[Critique] Bob L’Éponge – Le Film : Éponge En Eaux Troubles, recherche Gary désespérément

Cinq ans après Bob L’Éponge – Le Film : Un Héros Sort De L’Eau, l’écosystème haut en couleurs de Bikini Bottom revient sur grand écran débarque sur Netflix – en conséquence au coronavirus – pour son troisième long-métrage. Intitulé Bob L’Éponge – Le Film : Éponge En Eaux Troubles et réalisé par Tim Hill, qui est d’ailleurs l’un des membres de l’équipe créative de la série animée de Stephen Hillenburg, le film nous embarque dans la quête désespérée de Bob pour retrouver Gary, son fidèle et baveux compagnon…

Avec Bob L’Éponge – Le Film : Éponge En Eaux Troubles, Tim Hill respecte le cahier des charges propre à la série animée, que l’on connaît depuis maintenant plus de vingt ans, nous proposant une aventure délirante qui est certes divertissante mais qui se repose trop sur ses lauriers pour surprendre les fans de la première heure.

En effet, le principal problème de ce troisième long-métrage est qu’il reprend le canevas de ses prédécesseurs à savoir emmener Bob, Patrick et leurs petits camarades dans un road-trip avec pour but la recherche d’un MacGuffin. Alors après la couronne de Neptune et la recette du fameux pâté de crabe, c’est cette fois-ci notre pauvre Gary, l’animal de compagnie de l’éponge carré, de devenir le catalyseur du voyage de ce dernier. Suite à son escargotnapping – orchestré par ce vil Plankton – Bob et son étoile de mer d’ami se lancent ainsi à sa recherche pour une épopée riche en rebondissements et en digressions.

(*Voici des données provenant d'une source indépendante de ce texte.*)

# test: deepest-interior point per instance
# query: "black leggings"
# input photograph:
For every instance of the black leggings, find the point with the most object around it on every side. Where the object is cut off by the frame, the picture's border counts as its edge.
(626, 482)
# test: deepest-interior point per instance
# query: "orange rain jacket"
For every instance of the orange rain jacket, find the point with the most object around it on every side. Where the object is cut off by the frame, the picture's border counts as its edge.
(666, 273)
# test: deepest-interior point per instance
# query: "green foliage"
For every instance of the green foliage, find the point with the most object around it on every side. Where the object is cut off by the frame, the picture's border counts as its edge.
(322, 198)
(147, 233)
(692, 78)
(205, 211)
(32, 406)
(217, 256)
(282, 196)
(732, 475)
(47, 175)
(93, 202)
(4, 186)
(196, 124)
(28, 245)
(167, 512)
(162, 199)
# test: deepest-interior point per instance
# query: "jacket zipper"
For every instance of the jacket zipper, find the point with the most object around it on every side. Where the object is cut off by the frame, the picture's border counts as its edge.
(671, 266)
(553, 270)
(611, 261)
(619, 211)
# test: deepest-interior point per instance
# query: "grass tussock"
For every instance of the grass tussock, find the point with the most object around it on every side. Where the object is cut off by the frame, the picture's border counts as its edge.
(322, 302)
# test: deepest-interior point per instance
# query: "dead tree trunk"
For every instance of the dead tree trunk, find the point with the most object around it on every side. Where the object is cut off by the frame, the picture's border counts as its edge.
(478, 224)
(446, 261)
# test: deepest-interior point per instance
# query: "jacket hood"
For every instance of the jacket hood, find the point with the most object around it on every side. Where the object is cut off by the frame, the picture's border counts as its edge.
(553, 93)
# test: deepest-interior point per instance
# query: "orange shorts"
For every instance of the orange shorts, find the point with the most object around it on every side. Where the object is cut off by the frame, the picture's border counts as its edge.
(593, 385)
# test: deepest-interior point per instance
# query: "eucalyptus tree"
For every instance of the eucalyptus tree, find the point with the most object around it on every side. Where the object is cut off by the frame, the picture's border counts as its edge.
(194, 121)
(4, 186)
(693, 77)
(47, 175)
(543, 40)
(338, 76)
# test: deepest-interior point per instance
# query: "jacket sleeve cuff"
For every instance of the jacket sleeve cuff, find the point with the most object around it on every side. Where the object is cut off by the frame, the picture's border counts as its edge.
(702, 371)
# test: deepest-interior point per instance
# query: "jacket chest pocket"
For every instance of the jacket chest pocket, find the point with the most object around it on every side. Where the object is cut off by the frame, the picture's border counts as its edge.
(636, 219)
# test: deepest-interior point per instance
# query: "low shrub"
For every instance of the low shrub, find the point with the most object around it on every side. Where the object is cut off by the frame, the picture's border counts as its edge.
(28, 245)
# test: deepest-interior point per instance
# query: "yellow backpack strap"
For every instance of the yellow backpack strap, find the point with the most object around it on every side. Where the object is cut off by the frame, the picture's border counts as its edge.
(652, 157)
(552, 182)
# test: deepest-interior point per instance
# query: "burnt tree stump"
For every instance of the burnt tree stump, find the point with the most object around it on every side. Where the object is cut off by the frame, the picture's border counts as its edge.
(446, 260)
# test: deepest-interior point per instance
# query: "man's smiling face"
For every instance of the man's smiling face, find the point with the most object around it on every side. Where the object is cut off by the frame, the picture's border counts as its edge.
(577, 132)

Avec une énergie communicative, le long-métrage s’active à nous propulser dans un périple vers la Cité Perdue d’Atlantic City, lieu de perdition où Gary est détenu par le roi Poséidon, adepte du paraître. Une intrigue bateau qui se laisse tout de même suivre sans déplaisir grâce à la propension de nos scénaristes (Tim Hill, accompagné de Jonathan Aibel et Glenn Berger) à partir dans tous les sens, ce qui fait notamment le charme de la série Bob L’Éponge. Sauf qu’ici dans Éponge En Eaux Troubles, on sent que les rames ont été sorties en ce qui concerne quelques idées farfelues, qui se voient étirées au maximum et pénalisent le rythme.

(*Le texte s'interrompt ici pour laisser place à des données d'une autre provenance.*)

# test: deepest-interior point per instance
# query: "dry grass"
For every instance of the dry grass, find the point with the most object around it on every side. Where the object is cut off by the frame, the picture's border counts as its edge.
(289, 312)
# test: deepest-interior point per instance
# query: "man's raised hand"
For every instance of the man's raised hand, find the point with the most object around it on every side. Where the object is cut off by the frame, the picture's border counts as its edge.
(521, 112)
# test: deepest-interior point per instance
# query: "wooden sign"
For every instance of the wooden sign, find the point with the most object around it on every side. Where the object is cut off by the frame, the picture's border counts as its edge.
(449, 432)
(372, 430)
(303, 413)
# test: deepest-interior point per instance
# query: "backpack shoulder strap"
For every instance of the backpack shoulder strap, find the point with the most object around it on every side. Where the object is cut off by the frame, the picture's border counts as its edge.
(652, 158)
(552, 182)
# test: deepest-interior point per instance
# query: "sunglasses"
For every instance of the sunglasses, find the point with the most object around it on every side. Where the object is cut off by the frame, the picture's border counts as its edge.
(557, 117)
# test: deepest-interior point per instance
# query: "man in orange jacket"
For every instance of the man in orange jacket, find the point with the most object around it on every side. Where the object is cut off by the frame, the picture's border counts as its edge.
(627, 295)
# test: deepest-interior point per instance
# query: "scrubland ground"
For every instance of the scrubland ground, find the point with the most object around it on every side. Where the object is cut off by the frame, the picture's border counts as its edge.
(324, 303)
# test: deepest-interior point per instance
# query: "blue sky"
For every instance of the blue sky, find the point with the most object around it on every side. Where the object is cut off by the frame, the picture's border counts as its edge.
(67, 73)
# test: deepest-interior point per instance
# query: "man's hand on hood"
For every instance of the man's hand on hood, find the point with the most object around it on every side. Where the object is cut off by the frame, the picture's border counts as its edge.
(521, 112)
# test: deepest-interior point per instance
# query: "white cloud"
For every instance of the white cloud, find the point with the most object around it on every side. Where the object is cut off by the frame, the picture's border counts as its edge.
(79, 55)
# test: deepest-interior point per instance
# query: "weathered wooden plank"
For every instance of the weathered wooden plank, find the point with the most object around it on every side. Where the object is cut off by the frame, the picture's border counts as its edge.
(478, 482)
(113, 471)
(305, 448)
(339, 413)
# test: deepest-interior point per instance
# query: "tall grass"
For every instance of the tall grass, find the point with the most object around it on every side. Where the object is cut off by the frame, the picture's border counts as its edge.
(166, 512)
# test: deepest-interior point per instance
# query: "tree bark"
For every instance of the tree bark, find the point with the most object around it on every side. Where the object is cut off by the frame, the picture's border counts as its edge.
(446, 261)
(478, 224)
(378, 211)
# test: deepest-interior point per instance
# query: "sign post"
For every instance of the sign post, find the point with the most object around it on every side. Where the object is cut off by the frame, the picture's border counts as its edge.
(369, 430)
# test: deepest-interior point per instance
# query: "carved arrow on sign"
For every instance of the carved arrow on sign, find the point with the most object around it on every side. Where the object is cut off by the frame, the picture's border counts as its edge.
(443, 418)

Si les délires de Bob et Patrick, dont la bêtise et la naïveté sont intacts, prêtent souvent à sourire – particulièrement lors de leur incursion dans la ville du vice alias Atlantic City – on peut regretter le passage obligé dans le monde réel. Marque de fabrique des longs-métrages, incluant des caméos d’acteurs à la clé, cette séquence n’a ici aucun intérêt avec une virée au sein d’un Far-West peuplé de « cow-boys-pirates-zombies mangeurs de cerveaux » inutilement longue, qui ne vaut que pour l’introduction de Keanu Reeves qui lui se marie bien à la fantaisie ambiante. Autre ajout non-nécessaire, celle de nous faire une présentation du futur spin-off de la série, Kamp Koral – SpongeBob’s Under Years en agrémentant l’acte final du film avec des flash-backs liant nos héros dès l’enfance, quitte à créer des incohérences concernant la rencontre de Bob avec Patrick, Sandy et Carlo, de quoi énerver les puristes et renforcer le sentiment que ce troisième long-métrage ne sert que de vitrine promotionnelle, ce qui est dommage.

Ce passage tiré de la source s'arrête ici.